Enrico, a livello di Caritas, ha segnalato alcuni problemi. Quello della casa: ce ne sono tante, ma purtroppo i proprietari non le affittano agli stranieri, nonostante siano lavoratori rimunerati. Quello del lavoro: o manca, oppure gli stipendi sono troppo bassi e non permettono agli operai di mantenere la propria famiglia. Quindi è povero anche chi lavora. Per vincere la povertà non basta l’aiuto economico. È indispensabile anche l'istruzione, la conoscenza della lingua e la formazione. Solo con la presa di coscienza della realtà in cui si vive si diventa capaci di un vero riscatto.
Padre Stefano ci ha parlato della loro missione. La comunità del Cenacolo, nata a Saluzzo, ha attualmente 72 Comunità in 22 paesi. Sono luoghi dove vengono accolti giovani con disagi, dipendenze varie, quindi sono smarriti. Non si dà loro solo un piatto di che nutrirsi, ma qualcosa in più. Essenzialmente puntano all'incontro con Dio. Lì non c’è né povero né ricco, ma tutti siamo figli. Allora si rinasce, perché si reimposta la propria vita dal di dentro. Questa è l’eredità lasciata da madre Elvira. Ci sono dei giovani che si fermano in comunità per aiutare, per condividere con altri ciò che hanno ricevuto. È così che il povero può diventare dono per altri. Domenico, uno di questi, ci racconta che si era “perduto” nella dipendenza. In Comunità è risorto ed è rimasto. È andato in missione a S. Domingo, poi in Perù. Da anni è sposato e ha una bella famiglia.

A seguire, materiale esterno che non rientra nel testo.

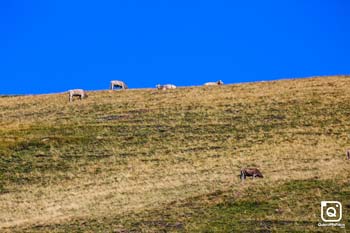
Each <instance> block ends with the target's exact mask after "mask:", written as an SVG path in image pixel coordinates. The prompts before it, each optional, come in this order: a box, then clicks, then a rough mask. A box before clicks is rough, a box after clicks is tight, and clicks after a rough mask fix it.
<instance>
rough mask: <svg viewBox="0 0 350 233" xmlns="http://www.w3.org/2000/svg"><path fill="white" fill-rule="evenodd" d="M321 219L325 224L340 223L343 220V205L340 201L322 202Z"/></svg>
mask: <svg viewBox="0 0 350 233" xmlns="http://www.w3.org/2000/svg"><path fill="white" fill-rule="evenodd" d="M321 219H322V220H323V221H324V222H339V221H340V220H341V219H342V205H341V203H340V202H339V201H321Z"/></svg>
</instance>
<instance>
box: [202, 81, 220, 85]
mask: <svg viewBox="0 0 350 233" xmlns="http://www.w3.org/2000/svg"><path fill="white" fill-rule="evenodd" d="M220 85H224V82H223V81H221V80H219V81H217V82H208V83H204V86H220Z"/></svg>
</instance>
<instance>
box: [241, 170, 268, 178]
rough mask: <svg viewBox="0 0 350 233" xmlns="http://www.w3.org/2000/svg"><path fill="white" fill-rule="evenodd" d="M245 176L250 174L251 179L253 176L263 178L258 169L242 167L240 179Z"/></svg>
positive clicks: (242, 177) (263, 176)
mask: <svg viewBox="0 0 350 233" xmlns="http://www.w3.org/2000/svg"><path fill="white" fill-rule="evenodd" d="M247 176H251V177H252V179H254V178H255V177H260V178H264V176H263V175H262V174H261V172H260V171H259V169H257V168H243V169H241V175H240V177H241V180H245V179H246V177H247Z"/></svg>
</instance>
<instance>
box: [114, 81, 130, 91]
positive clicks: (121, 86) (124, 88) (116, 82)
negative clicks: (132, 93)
mask: <svg viewBox="0 0 350 233" xmlns="http://www.w3.org/2000/svg"><path fill="white" fill-rule="evenodd" d="M114 87H120V88H121V89H128V86H127V85H126V84H125V83H124V82H123V81H118V80H113V81H111V86H110V89H111V90H114Z"/></svg>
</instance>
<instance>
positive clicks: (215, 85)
mask: <svg viewBox="0 0 350 233" xmlns="http://www.w3.org/2000/svg"><path fill="white" fill-rule="evenodd" d="M221 85H224V83H223V81H221V80H219V81H217V82H207V83H204V86H221ZM115 87H118V88H119V89H122V90H125V89H128V86H127V85H126V83H125V82H123V81H119V80H112V81H111V83H110V88H109V89H110V90H114V88H115ZM156 88H157V89H158V90H168V89H176V86H175V85H173V84H165V85H160V84H158V85H156ZM68 93H69V102H72V101H73V97H79V99H85V98H87V97H88V94H87V93H86V91H85V90H83V89H73V90H69V91H68Z"/></svg>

Con il cuore colmo di riconoscenza verso Dio, che suscita nella sua Chiesa persone e realtà capaci di ridonare speranza agli scartati e indifesi, ritorniamo nelle nostre comunità. Ci sentiamo rinnovate nel desiderio di servire gli ultimi. Quelli che, come afferma papa Francesco, la società “scarta”. Siamo più coscienti che solo stando dalla parte dei poveri, saremo Chiesa credibile e fedele al Maestro.